CSC 116 Actual test 5
List and briefly described the five domains of the maintenance model.
The five domains are: 1. Internal, 2. External, 3. Planning, 4. Vulnerability, and 5. Readiness
List and describe the credentials of the various information security certifications listed in this chapter.
1. CISSP: Requires a 4 year degree, a minimum of 5 years of experience in IT security. 2. SSCP: requires at least one year of IT security work experience. 3. GIAC Professional Security cert: No work experience is required but self study, and educational training is recommended. 3. CISA: Work experience required can range from 1 to 5 years in IT security. Depending on the candidates educational level.

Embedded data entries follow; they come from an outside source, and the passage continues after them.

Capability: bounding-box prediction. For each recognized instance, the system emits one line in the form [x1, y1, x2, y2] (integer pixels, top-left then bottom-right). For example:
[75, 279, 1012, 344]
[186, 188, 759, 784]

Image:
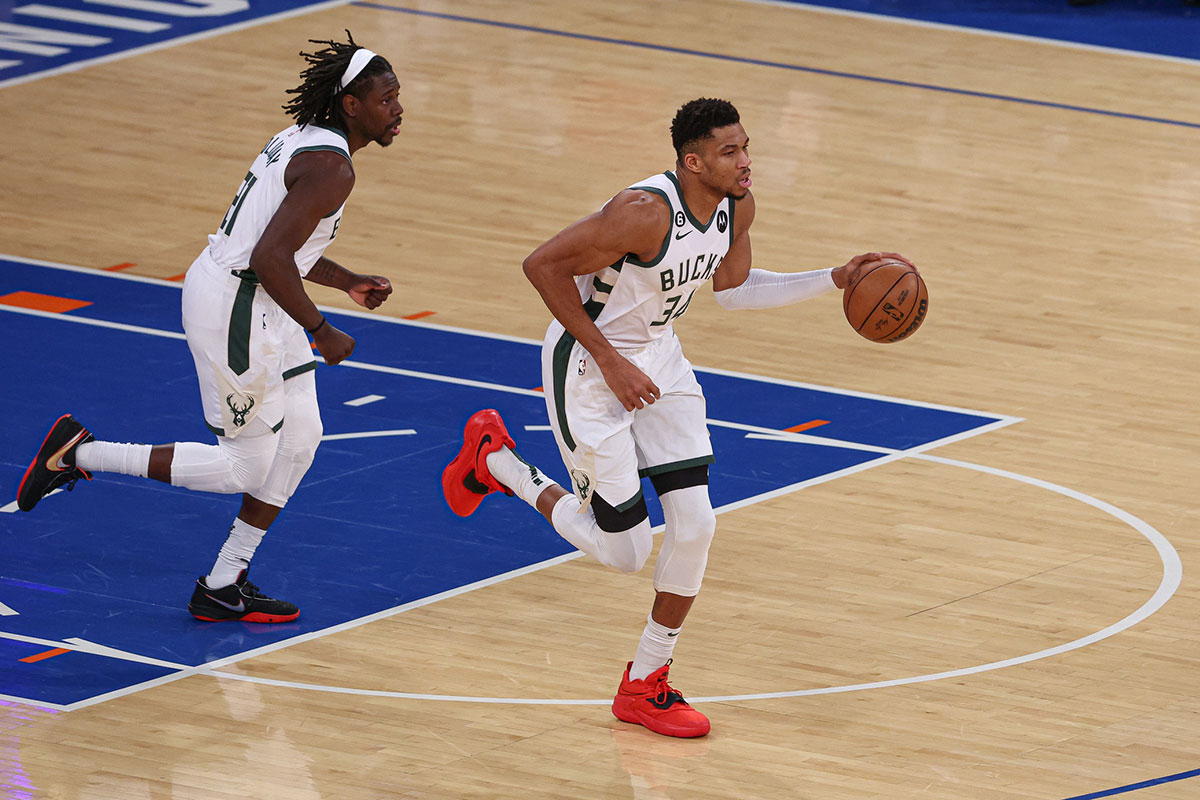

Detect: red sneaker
[612, 661, 710, 739]
[442, 408, 517, 517]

What is a resource? What are the two types?
A resource can be defined as something of value or having value. 1. Humans (Employees, workers, employers, etc) and 2. Capital
What is a project plan? List what a project plan can accomplish?
Detailed step by step program to get a job/project done. This is documented instructions for participants and stakeholders of a project. Providing details on goals, objectives, tasks, scheduling, and resource management.
What is a deliverable? Name two uses for deliverables
It is an assignable item, or list of assignable items. This can be any product, service, or result that must be completed to finish a project. 1. Planning Deliverables: Management plans, scheduling, and budgeting, project artifacts, etc. 2. Activity Deliverables: Status reports, meetings, reviews, etc.
For each of the major types of information security job titles covered in the chapter list and describe the criteria used for the selection.
Major positions in IT security can be grouped in the following: 1. CISSO/ CIO Executive: Must have, Phd or MBA degree, has many years of job experience. 2. IT Security Manager: Must have, MSCS, Masters in Information Technology/ Information Systems or MBA degree, has many years of job experience. 3. IT Security professional: Must have a Bachelor's degree, usually 0 to 2 years of job experience. 4. IT security Technician: Academic level: Associates required, but Bachelor's degrees are preferred. Usually has minimal to no experience.
List and define the factors that are likely to shift in a firm's information security environment.
New assets acquire vulnerabilities, thus business priorities shift. 1. Rules and regulations change to meet current standards. 2. New employees get hired as old ones leave/ retire. 3. Experience employees help train new workers. 4. Credentials and jobs roles shift from ex-employees to experience workers.
What are some of the factors that influence the organization's information security hiring decisions?
Organizations look for certain traits in hiring IT security professionals. Looking at potential candidates: 1. academic credentials, 2. job/ career experience, 3. checking if a person has good moral character, and etc.
What is the value of a statement of vision and objectives? Why is it needed needed before a project plan is developed?
The assignment statement is the goal of a company. Without having a statement for the objective there is no goal. Without having a goal, they don't know what to accomplish.
List and describe the three major steps in executing the project plan.
They are the following: 1. Create and make the plan, 2. Documentation; document what you need for the plan, and 3. Implementation; executing the plan.